HLB Mann Judd partner of wealth management and superannuation Michael Hutton says once 1 July 2017 hits, super members with $1.6 million or more will not be able to make another non-concessional contribution.
“We’re actively talking to clients about this last chance opportunity they have if they do already have $1.6 million,” he said.
Mr Hutton expects the uptake of the bring-forward rules to contribute $540,000 into super this financial year will be similar to that in 2007 when super members had the chance to contribute $1 million.
“I think this $540,000 is going to be similar. I think people will scramble and save to get this money into superannuation,” he said.
While this is an opportunity advisers should discuss with clients, Mr Hutton warned against using strategies where the client borrows money in order to contribute the money to super.

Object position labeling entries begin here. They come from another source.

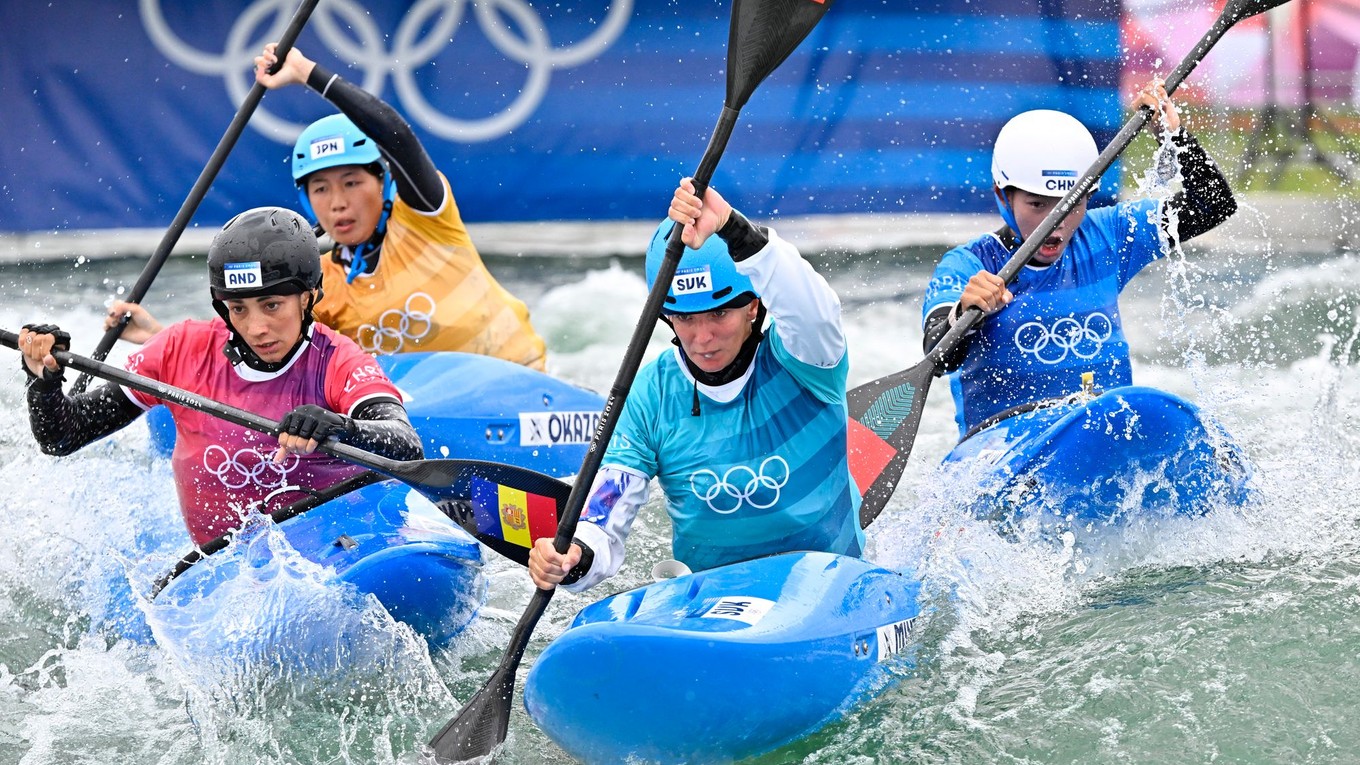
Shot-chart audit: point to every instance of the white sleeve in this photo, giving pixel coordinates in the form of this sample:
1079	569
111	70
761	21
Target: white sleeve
616	496
804	308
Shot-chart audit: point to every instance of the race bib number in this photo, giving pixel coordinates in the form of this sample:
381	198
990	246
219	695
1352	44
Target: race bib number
748	610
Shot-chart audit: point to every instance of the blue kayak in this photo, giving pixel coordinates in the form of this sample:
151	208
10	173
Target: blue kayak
381	539
1126	452
725	663
476	407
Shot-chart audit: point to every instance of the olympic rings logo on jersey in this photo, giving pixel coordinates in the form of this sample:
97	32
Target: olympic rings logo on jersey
1051	345
427	29
395	327
741	486
248	466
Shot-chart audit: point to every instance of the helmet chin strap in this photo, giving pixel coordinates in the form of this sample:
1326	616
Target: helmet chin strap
359	255
1007	210
238	351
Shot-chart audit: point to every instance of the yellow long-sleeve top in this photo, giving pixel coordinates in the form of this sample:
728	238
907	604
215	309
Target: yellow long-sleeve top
429	293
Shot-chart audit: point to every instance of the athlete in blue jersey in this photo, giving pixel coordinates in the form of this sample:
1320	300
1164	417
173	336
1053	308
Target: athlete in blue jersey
744	429
1061	315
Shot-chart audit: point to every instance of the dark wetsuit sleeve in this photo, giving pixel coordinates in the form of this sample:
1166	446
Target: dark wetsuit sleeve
1205	199
937	324
743	237
418	178
64	424
382	428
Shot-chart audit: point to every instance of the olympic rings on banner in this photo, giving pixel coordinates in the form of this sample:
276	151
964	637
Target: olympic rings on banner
741	485
395	327
427	29
1051	345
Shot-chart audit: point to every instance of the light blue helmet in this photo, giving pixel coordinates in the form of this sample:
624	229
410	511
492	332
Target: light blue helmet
333	142
706	278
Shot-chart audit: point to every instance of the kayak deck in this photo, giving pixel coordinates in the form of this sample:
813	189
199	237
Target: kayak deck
1128	452
725	663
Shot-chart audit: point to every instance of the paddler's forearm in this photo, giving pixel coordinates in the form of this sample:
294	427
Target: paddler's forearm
803	306
1205	199
382	428
418	178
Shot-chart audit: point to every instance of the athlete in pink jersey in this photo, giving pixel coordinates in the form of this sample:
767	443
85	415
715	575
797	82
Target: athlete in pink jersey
263	354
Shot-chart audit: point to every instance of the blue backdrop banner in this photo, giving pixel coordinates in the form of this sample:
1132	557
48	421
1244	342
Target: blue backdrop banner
539	109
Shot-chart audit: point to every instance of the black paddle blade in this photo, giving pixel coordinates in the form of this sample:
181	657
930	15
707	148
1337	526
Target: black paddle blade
1238	10
884	418
505	507
480	726
762	36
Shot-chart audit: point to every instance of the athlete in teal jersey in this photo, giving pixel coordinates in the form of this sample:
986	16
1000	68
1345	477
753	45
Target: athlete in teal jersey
745	430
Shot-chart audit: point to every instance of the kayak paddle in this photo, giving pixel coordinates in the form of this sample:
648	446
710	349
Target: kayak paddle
886	414
498	504
762	36
199	191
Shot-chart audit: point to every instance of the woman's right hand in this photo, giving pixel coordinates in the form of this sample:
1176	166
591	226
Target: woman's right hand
985	290
37	342
295	68
547	566
140	327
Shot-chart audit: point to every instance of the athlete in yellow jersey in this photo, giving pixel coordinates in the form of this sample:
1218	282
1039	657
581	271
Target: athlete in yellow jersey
404	274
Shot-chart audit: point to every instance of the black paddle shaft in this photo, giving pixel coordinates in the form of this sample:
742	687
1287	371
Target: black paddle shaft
762	36
199	191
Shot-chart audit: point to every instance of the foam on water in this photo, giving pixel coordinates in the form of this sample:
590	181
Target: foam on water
1151	643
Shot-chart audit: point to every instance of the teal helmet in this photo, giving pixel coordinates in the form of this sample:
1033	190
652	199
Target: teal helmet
335	142
706	278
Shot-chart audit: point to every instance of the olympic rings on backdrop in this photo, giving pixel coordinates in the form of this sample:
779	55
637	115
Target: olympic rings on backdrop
245	467
1051	345
426	30
741	485
396	327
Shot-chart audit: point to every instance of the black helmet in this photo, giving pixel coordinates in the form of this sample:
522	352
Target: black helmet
267	251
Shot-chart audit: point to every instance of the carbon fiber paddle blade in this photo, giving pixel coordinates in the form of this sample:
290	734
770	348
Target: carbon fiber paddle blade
480	726
884	419
762	36
1235	11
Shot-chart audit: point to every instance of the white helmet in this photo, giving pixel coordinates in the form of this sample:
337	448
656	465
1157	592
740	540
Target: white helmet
1043	153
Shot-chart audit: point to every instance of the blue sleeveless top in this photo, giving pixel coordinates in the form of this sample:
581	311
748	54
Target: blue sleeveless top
765	473
1064	319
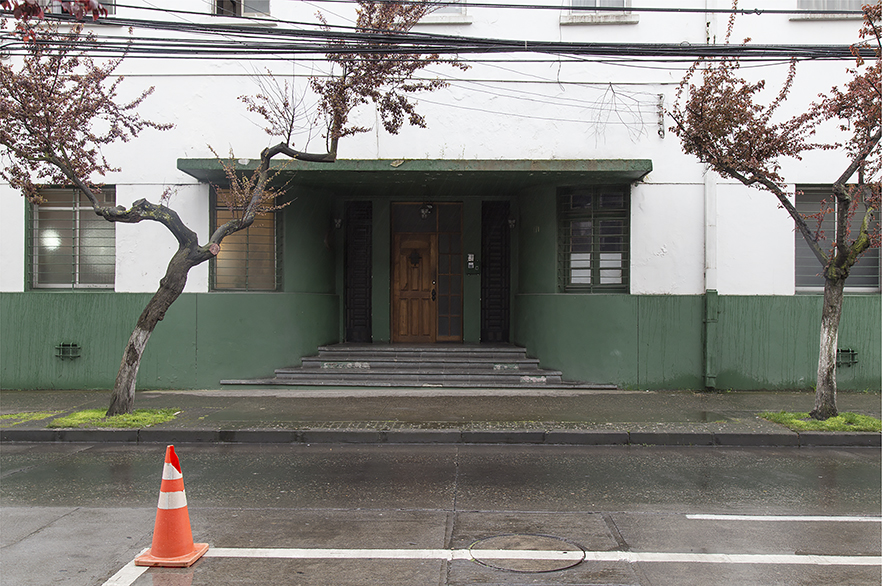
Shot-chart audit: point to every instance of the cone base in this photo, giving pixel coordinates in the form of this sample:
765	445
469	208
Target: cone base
183	561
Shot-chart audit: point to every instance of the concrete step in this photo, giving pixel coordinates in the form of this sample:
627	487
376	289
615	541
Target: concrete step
357	361
415	365
451	374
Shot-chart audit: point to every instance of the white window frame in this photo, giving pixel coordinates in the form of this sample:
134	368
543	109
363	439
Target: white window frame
811	196
828	5
448	14
76	207
54	6
240	11
587	16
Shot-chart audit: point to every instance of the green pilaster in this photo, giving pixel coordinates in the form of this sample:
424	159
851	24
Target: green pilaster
711	345
471	283
380	290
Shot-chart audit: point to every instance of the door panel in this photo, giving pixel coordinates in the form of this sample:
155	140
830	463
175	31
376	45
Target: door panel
414	287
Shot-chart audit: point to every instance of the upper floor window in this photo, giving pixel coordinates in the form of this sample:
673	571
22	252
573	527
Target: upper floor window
72	246
242	7
865	274
54	6
247	260
593	239
450	12
854	6
830	4
587	12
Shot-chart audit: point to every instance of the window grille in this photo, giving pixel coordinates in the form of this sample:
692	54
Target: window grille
72	246
830	4
54	6
242	7
248	258
593	239
865	274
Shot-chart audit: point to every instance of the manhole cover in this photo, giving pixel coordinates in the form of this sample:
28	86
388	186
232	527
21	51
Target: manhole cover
527	553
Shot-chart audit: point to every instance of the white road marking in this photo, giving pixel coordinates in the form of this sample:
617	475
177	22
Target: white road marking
130	572
601	556
786	518
127	574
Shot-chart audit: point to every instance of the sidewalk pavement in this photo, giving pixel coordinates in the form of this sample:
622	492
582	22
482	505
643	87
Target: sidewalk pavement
446	416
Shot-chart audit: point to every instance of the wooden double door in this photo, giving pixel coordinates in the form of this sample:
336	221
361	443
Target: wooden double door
427	272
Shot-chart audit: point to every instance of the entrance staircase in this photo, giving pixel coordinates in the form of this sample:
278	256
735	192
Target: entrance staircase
408	365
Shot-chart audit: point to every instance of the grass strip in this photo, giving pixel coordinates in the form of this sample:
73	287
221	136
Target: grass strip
10	419
96	418
843	422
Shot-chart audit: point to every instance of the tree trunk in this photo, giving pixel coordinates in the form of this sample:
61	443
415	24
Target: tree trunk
826	381
170	287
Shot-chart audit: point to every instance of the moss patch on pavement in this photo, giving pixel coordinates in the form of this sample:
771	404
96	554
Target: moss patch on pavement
95	418
843	422
11	419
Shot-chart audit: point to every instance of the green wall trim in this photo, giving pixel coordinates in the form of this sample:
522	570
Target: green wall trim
635	341
672	342
205	337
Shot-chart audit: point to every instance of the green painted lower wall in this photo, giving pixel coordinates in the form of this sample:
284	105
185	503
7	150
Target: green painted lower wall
658	342
203	339
648	342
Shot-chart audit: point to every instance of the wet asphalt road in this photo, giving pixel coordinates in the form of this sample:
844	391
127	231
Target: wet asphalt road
74	514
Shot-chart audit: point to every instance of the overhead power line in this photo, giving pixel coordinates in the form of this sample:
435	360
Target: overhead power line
226	41
577	8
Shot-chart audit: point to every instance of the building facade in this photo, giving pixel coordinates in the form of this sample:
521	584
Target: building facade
546	205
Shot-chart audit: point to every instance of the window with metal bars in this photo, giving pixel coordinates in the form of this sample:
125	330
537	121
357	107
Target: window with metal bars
55	7
72	246
598	3
242	7
831	4
593	239
248	258
865	274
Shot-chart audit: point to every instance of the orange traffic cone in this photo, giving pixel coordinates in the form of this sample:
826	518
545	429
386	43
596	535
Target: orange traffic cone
173	545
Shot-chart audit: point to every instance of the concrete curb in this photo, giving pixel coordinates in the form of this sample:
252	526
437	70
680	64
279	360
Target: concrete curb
447	437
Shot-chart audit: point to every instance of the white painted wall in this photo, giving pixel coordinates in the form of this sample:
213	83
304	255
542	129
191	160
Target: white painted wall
546	108
12	240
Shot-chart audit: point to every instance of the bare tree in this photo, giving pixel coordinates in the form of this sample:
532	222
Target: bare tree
60	108
722	123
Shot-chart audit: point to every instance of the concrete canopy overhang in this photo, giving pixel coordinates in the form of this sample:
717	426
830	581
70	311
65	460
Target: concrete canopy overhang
426	178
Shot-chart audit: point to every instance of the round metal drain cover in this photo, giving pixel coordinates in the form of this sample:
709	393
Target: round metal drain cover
527	553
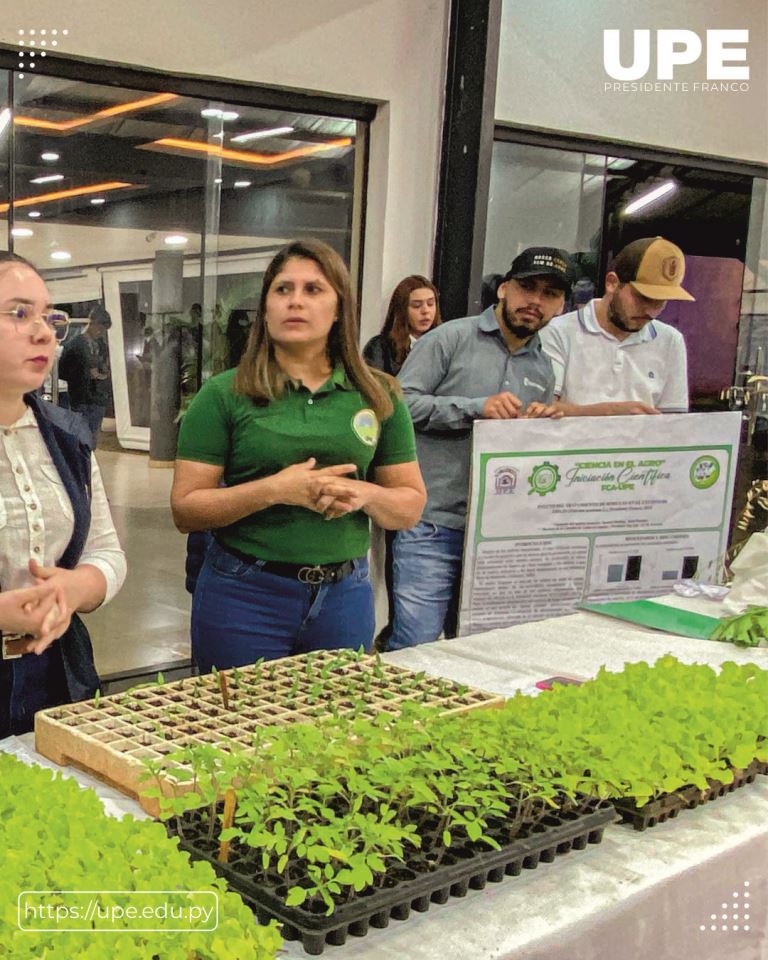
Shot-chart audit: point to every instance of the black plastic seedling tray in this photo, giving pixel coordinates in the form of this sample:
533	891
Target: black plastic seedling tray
687	798
462	869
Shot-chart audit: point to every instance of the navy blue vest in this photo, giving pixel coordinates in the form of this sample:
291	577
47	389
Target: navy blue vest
67	438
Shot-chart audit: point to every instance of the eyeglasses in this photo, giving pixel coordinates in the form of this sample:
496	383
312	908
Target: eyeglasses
24	320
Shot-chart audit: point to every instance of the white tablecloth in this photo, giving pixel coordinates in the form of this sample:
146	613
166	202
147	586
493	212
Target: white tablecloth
635	896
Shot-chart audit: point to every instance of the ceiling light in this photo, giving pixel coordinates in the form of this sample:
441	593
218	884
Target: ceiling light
50	178
651	196
260	134
65	194
117	110
243	156
213	113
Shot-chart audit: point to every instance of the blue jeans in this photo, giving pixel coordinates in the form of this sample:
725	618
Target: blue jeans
94	414
241	613
427	581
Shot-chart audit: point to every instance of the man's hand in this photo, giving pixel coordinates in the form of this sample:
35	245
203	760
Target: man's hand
537	410
502	406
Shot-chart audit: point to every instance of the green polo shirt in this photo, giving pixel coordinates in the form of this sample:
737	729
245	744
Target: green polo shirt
335	425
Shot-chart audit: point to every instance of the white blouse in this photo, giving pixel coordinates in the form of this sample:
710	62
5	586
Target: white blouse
36	516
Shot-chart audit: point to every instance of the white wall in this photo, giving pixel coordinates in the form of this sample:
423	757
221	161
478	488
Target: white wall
391	51
551	75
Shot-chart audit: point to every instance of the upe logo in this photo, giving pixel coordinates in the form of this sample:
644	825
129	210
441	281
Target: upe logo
678	48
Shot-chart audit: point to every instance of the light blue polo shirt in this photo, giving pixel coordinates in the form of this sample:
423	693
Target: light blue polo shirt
446	378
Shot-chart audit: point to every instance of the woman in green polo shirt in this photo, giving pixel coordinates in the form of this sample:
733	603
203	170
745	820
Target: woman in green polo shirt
286	459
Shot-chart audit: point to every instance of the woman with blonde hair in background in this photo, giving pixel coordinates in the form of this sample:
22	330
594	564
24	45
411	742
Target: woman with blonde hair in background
413	310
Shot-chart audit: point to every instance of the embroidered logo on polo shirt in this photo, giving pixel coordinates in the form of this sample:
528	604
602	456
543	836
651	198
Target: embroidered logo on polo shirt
366	426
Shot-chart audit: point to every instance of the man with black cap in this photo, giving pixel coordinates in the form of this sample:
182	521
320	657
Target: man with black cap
613	356
489	366
84	364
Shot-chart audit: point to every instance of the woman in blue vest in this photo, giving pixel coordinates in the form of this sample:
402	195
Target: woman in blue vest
59	553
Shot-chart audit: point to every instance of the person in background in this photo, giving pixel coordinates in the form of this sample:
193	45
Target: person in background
614	356
59	553
84	365
413	310
311	445
489	366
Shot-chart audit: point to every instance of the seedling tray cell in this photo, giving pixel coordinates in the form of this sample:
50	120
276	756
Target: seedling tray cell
463	868
112	737
669	805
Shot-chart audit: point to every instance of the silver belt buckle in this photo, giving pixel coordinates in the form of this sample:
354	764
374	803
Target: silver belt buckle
311	574
6	638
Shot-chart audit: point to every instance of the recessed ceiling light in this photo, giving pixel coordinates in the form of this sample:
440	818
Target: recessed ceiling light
213	113
49	178
649	197
260	134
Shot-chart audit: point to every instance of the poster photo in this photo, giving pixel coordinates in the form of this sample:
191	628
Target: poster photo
593	508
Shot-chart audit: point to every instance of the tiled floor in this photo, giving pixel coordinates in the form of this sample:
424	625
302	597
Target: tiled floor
148	621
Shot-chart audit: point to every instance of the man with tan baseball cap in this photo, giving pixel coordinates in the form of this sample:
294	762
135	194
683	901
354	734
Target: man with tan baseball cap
614	356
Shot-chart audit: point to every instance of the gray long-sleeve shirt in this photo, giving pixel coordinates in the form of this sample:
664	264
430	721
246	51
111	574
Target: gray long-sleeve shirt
447	377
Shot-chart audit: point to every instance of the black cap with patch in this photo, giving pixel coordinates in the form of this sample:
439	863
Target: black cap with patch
543	262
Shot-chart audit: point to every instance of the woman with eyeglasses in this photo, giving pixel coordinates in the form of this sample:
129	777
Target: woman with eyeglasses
59	553
311	444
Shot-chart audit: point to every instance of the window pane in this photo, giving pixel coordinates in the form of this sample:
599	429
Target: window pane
116	186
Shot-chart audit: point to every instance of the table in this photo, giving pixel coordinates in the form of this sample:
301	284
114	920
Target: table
649	896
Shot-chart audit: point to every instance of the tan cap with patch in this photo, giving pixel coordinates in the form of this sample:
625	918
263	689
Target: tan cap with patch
654	267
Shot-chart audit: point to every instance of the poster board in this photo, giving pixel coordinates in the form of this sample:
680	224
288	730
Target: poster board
593	509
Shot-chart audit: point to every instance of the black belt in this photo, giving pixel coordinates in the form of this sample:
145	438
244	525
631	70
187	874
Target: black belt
315	573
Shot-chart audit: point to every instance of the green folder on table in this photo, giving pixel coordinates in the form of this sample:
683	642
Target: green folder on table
659	616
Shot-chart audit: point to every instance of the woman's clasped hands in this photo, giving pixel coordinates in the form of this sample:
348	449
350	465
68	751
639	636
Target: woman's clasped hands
325	490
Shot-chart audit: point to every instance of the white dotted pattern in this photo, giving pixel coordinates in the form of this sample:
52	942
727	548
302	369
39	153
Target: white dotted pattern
34	43
737	895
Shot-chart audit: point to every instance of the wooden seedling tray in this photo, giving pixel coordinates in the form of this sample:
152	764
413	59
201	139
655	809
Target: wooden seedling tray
112	737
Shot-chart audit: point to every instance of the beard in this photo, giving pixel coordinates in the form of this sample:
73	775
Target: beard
517	328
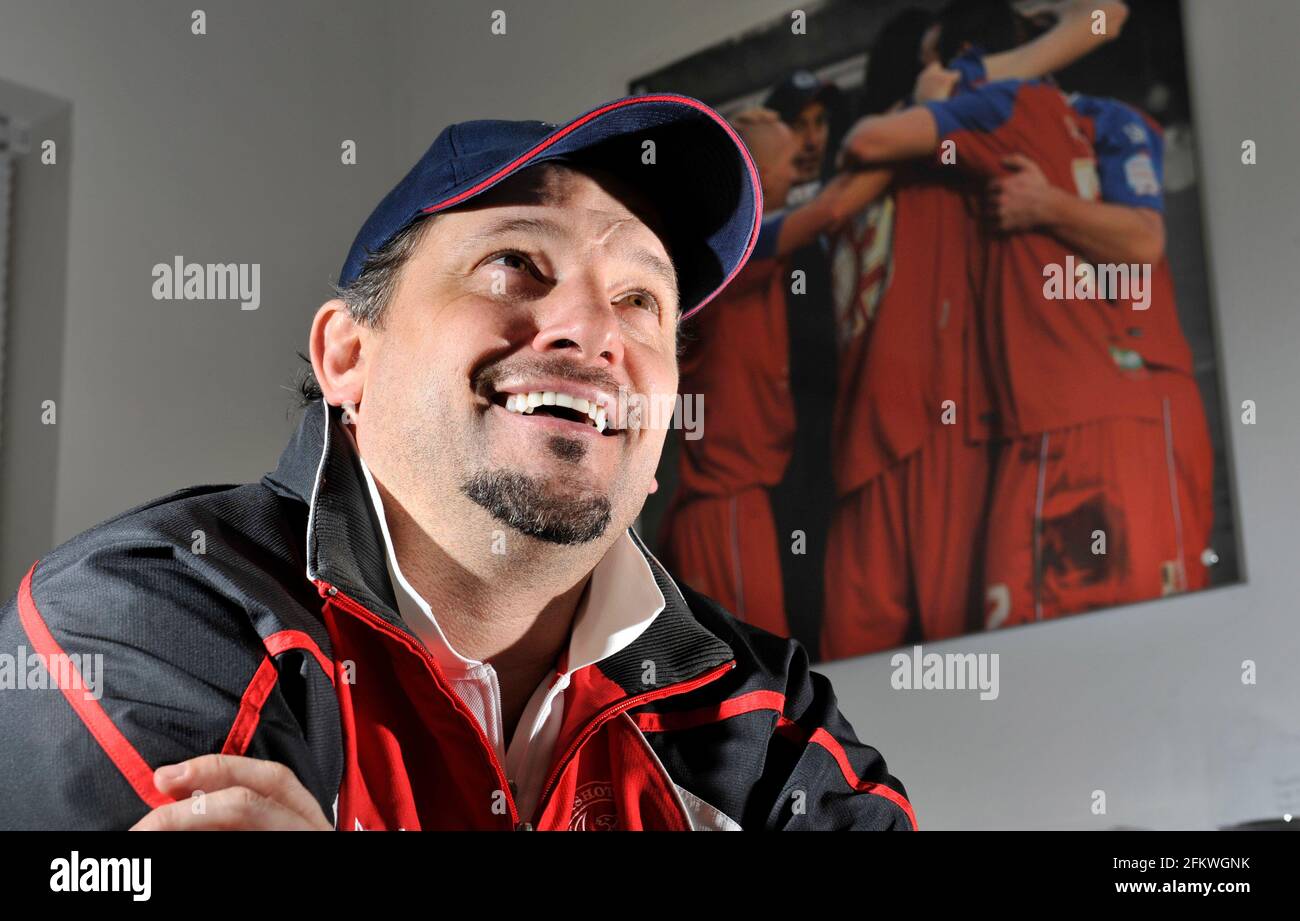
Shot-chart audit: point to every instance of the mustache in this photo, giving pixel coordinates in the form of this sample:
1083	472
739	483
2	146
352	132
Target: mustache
492	375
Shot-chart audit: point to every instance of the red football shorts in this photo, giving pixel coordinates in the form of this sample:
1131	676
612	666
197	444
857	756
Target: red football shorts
1100	514
904	549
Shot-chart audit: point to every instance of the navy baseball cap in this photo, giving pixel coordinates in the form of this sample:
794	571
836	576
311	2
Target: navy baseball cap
703	181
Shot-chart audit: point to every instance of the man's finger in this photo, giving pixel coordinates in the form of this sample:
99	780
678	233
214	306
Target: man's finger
230	809
211	773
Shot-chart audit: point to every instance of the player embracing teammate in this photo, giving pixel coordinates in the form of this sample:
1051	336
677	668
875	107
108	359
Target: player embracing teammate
1015	440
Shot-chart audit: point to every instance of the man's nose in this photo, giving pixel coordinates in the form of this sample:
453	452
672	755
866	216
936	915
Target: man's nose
577	316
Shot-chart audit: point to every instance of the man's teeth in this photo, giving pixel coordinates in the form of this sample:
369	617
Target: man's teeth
525	402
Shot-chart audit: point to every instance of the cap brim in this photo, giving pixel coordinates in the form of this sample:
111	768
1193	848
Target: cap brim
698	174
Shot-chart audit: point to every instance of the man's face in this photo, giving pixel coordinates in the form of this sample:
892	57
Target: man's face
813	129
549	286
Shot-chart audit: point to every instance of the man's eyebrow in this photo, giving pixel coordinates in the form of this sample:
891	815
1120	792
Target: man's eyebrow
541	226
653	264
545	226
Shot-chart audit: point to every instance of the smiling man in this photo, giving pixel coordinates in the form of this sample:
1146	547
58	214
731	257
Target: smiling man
434	613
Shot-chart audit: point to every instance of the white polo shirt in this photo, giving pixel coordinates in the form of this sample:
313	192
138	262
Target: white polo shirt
620	601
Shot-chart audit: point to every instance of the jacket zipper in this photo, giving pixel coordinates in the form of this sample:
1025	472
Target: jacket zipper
588	731
615	709
384	626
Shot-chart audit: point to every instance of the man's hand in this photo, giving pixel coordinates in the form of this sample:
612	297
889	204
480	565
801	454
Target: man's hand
1021	200
935	83
229	792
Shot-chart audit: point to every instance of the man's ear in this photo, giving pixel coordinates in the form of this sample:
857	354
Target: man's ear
337	357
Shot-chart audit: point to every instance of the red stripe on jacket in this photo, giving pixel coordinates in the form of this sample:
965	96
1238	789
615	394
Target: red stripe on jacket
109	738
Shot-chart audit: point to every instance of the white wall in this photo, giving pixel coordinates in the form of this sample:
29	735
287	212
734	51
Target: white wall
225	148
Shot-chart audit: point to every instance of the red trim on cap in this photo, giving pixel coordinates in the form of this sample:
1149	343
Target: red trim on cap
636	100
109	738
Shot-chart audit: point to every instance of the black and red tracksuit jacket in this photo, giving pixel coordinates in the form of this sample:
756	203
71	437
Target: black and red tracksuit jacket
259	619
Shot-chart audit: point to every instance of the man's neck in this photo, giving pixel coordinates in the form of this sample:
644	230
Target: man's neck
512	612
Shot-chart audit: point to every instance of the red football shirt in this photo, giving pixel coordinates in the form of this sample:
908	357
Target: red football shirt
1053	360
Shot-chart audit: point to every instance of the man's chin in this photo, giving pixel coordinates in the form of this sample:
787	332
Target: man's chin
555	513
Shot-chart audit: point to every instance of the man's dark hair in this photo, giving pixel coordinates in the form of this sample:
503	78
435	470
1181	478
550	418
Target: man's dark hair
893	61
991	25
368	295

“It would be very rare that we would recommend that. I think that borrowing is problematic partly because it’s not tax deductible, but partly because you’re then borrowing money which is pre-payable to put it into something that may not be accessible to you for a few years,” he said.
For some clients, there may be a range of ways where it is possible for them to contribute the money.
“Others might bring forward the sale of a holiday house to get the money in. Other people might have share portfolios that they can put into superannuation as an in-specie contribution,” Mr Hutton said.
“Other people might even just have the $540,000 just sitting around.”